Women typically earned less than men for performing the same jobs in factories and offices. Although employers soon realized that women worked as efficiently as men (or more so), notions of women’s lack of training and experience, as well as lower levels of unionization among women, contributed to lower pay. Employers denied women a living wage because they assumed men worked in order to support their families while women did not. Despite the inaccuracy of such assumptions, women often accepted less money for the same work because they needed the money. 

As increasing numbers of women more assertively sought higher wages, some pursued jobs in blue-collar trades that men monopolized. A number of agencies and organizations (including the YWCA) developed programs to train women in trades such as construction, carpentry, and plumbing. These physically challenging jobs usually paid better than secretarial or service-oriented jobs, but in them women often encountered resentment, intimidation, and sometimes blatant hostility from men. The exhibition illustrates how various organizations, such as 9to5: National Association of Working Women, fought to end sex discrimination and sexual harassment. 

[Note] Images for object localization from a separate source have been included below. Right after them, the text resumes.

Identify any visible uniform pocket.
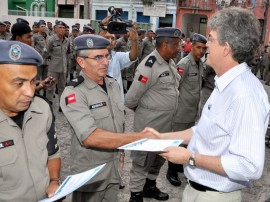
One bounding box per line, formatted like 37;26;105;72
91;107;110;119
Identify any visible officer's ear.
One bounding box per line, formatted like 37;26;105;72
76;57;85;69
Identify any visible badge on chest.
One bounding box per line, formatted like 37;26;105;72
89;102;107;109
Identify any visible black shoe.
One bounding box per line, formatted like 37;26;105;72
143;178;169;201
166;170;181;186
129;192;143;202
59;107;62;112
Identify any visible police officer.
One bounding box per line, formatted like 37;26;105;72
10;22;33;46
141;30;155;61
46;20;69;111
82;24;95;35
0;21;11;40
68;26;79;80
0;40;61;202
60;34;157;202
125;27;181;202
33;20;50;86
167;33;207;186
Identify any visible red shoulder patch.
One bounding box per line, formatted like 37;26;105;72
177;67;184;74
65;94;76;105
138;75;148;84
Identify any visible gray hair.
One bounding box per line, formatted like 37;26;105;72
76;49;90;58
208;7;260;66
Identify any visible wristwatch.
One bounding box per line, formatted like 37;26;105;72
188;152;196;166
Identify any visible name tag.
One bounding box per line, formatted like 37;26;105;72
0;140;14;149
90;102;107;109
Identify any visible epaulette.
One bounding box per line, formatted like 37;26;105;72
106;75;117;81
67;76;84;87
145;56;156;68
34;93;53;108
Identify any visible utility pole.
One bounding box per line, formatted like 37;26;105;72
84;0;92;19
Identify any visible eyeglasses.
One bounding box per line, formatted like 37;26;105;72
81;54;111;63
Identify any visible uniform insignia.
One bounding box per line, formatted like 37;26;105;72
188;73;198;77
65;94;76;105
86;38;94;48
90;102;107;109
138;75;148;84
0;140;14;149
67;75;84;87
9;44;21;61
159;71;169;78
145;56;156;67
177;67;184;74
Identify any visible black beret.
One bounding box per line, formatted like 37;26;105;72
0;21;6;26
55;20;66;27
74;34;110;50
33;21;39;26
11;23;32;38
155;27;181;38
3;21;11;25
192;33;207;44
37;20;46;27
16;18;29;25
75;23;80;25
0;40;43;66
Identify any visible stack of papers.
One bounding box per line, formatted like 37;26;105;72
118;138;183;152
39;164;106;202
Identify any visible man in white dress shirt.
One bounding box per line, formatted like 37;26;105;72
158;7;270;202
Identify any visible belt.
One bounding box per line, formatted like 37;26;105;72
189;180;218;192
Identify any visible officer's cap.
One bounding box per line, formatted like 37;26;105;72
37;20;46;27
3;21;11;25
74;34;110;51
0;21;6;26
192;33;207;44
16;18;29;25
83;24;94;31
138;29;146;35
55;20;66;27
33;21;39;26
155;27;181;38
0;40;43;66
72;27;79;32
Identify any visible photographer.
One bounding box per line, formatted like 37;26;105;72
99;8;138;102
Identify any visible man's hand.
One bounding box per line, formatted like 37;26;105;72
46;180;60;198
129;25;138;41
159;147;191;164
139;127;160;139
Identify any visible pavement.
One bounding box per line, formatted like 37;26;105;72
53;79;270;202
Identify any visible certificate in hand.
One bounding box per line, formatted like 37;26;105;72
39;164;106;202
118;138;183;152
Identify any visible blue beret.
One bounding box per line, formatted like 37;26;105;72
74;34;110;50
155;27;181;38
72;27;79;32
16;18;29;25
55;20;66;27
0;40;43;66
37;20;46;27
192;33;207;44
33;21;39;26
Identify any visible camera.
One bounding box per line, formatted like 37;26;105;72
106;6;132;34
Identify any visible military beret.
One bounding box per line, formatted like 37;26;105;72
192;33;207;44
37;20;46;27
0;40;43;66
75;23;80;25
16;18;29;25
66;25;70;29
147;30;154;33
72;27;79;32
3;21;11;25
155;27;181;38
55;20;66;27
83;24;94;31
138;29;146;35
74;34;110;50
0;21;6;26
11;23;32;39
33;21;39;26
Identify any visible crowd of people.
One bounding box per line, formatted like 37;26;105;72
0;7;269;202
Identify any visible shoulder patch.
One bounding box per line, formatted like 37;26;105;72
145;56;156;68
67;76;84;88
177;67;184;74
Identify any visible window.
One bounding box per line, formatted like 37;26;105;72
58;5;74;18
137;12;150;23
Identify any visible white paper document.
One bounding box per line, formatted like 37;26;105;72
118;138;183;152
39;163;106;202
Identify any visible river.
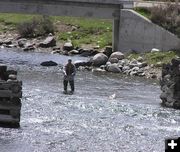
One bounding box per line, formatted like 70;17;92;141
0;49;179;152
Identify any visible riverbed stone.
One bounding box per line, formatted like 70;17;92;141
80;49;97;57
63;42;74;51
109;58;119;64
92;53;108;67
92;68;106;72
17;38;27;47
74;60;92;68
109;52;125;60
106;64;121;73
118;59;130;66
137;56;144;62
69;50;79;55
38;36;56;48
40;61;58;66
122;66;130;72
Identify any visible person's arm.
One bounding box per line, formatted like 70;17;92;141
72;65;76;76
63;65;67;76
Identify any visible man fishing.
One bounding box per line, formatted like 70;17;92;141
63;59;76;94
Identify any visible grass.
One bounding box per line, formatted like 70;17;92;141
0;13;113;48
53;16;112;48
128;51;180;66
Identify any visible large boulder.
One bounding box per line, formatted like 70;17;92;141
106;64;121;73
109;52;125;60
92;53;108;67
40;61;58;66
38;36;56;48
74;60;92;68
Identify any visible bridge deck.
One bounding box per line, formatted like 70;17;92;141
2;0;133;9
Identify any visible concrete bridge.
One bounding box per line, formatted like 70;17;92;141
0;0;179;52
0;0;133;51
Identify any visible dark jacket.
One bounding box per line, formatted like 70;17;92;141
63;63;76;81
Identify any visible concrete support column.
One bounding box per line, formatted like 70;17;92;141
113;9;121;52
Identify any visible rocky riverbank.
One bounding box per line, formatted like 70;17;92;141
74;49;162;80
0;32;163;80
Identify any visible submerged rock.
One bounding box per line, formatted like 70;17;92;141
40;61;58;66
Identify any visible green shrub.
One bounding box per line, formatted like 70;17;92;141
17;16;54;38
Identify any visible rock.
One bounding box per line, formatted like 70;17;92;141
52;46;61;51
92;53;108;67
3;39;12;45
109;52;125;60
130;71;138;76
151;74;157;79
129;64;137;69
138;72;145;77
62;50;69;56
106;61;111;66
100;65;106;70
74;60;92;68
131;67;140;71
130;59;138;65
51;50;61;54
106;64;121;73
63;42;74;51
79;49;98;57
93;45;100;49
38;36;56;48
103;46;112;57
118;59;130;66
92;68;106;72
40;61;58;66
109;58;119;64
141;62;148;68
151;48;160;53
71;26;78;31
8;74;17;80
173;101;180;109
155;62;163;67
23;42;35;51
137;56;144;62
122;66;130;72
23;47;35;52
69;50;79;55
17;38;27;47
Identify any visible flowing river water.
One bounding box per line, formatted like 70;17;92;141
0;49;180;152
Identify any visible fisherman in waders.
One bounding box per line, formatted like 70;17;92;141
63;59;76;94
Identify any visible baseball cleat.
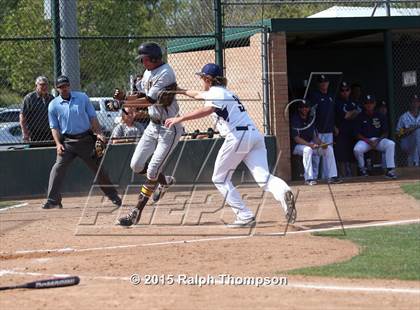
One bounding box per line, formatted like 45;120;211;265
359;168;369;177
42;202;63;209
110;195;122;207
227;217;256;228
327;177;343;184
118;207;141;227
284;190;297;224
385;169;397;179
152;176;175;203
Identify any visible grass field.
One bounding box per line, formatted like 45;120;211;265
0;201;20;209
401;182;420;200
288;224;420;281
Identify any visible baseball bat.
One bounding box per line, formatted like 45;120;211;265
0;276;80;291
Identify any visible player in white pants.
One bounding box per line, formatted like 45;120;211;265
353;94;397;179
396;95;420;166
165;63;296;227
115;43;184;227
291;100;339;185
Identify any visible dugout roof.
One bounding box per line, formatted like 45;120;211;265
167;16;420;53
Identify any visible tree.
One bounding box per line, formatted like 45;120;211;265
0;0;191;97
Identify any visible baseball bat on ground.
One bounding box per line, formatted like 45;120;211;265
0;276;80;291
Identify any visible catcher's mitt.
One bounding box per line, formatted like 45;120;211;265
106;99;122;111
157;83;177;107
93;138;107;159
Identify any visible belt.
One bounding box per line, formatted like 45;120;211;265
236;126;249;131
63;130;92;139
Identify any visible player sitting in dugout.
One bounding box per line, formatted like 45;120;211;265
353;94;397;179
291;100;341;186
396;94;420;167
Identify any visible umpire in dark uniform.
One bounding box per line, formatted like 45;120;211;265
42;75;121;209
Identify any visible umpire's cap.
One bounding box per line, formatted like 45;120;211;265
136;42;162;61
196;63;223;78
55;75;70;87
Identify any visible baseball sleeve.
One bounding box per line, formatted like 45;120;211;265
147;70;175;101
396;114;405;132
21;94;30;116
290;115;300;139
203;89;223;110
48;101;59;129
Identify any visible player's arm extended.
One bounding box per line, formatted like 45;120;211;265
165;106;215;128
176;88;206;100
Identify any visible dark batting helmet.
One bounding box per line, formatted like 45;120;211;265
136;42;162;62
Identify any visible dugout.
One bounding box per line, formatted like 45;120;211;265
169;15;420;181
276;16;420;179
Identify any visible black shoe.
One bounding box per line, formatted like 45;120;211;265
110;196;122;207
42;202;63;209
385;169;397;179
284;191;297;224
118;208;141;227
359;168;369;177
328;177;343;184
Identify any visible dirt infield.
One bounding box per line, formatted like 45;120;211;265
1;176;419;309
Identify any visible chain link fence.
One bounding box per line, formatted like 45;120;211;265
0;0;419;174
0;0;218;147
392;30;420;166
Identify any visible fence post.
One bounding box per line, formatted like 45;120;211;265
51;0;61;82
262;26;270;135
384;30;396;140
385;0;391;16
214;0;224;75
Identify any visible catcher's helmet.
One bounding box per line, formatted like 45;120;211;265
136;42;162;61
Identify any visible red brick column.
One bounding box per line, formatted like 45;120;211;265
269;32;291;181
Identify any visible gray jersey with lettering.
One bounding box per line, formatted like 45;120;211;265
131;62;184;180
137;63;179;121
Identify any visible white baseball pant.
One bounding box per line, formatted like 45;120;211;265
353;138;396;169
313;132;336;179
400;131;420;166
293;144;337;181
212;126;291;220
130;122;183;180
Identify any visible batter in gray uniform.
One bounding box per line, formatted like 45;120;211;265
117;42;184;227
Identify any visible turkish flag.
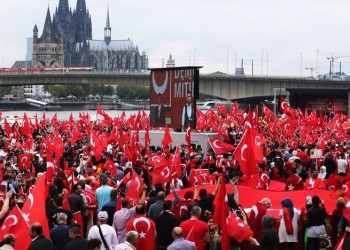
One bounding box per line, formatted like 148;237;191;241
54;129;64;161
262;103;274;118
97;104;113;123
189;169;202;186
84;188;96;206
0;205;28;240
227;210;253;243
107;126;119;144
185;125;191;146
230;101;239;116
104;157;117;176
208;138;235;155
46;151;55;185
71;125;82;144
279;96;289;113
4;118;13;136
249;128;266;161
126;215;156;250
213;173;230;250
73;211;84;236
151;163;172;186
162;124;172;147
233;128;258;178
90;130;105;160
51;113;58;128
125;168;144;205
18;153;32;171
171;146;181;179
216;103;227;116
24;135;34;151
21;113;32;137
21;173;50;238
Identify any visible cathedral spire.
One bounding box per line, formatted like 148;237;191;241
76;0;87;15
43;7;52;33
104;6;111;45
58;0;69;14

To ensure basic rights, more equitable pay, and well-being in the workplace, some women became active in the labor movement. Many joined existing unions and others helped form new groups, like the Harvard Union of Clerical and Technical Workers, which recognized women’s double burden: despite working full-time, many women continued to act as primary caregivers in their families. The exhibition uses documents from these groups to illustrate how unions helped secure rights that benefitted women and their families directly, such as paid maternity leave.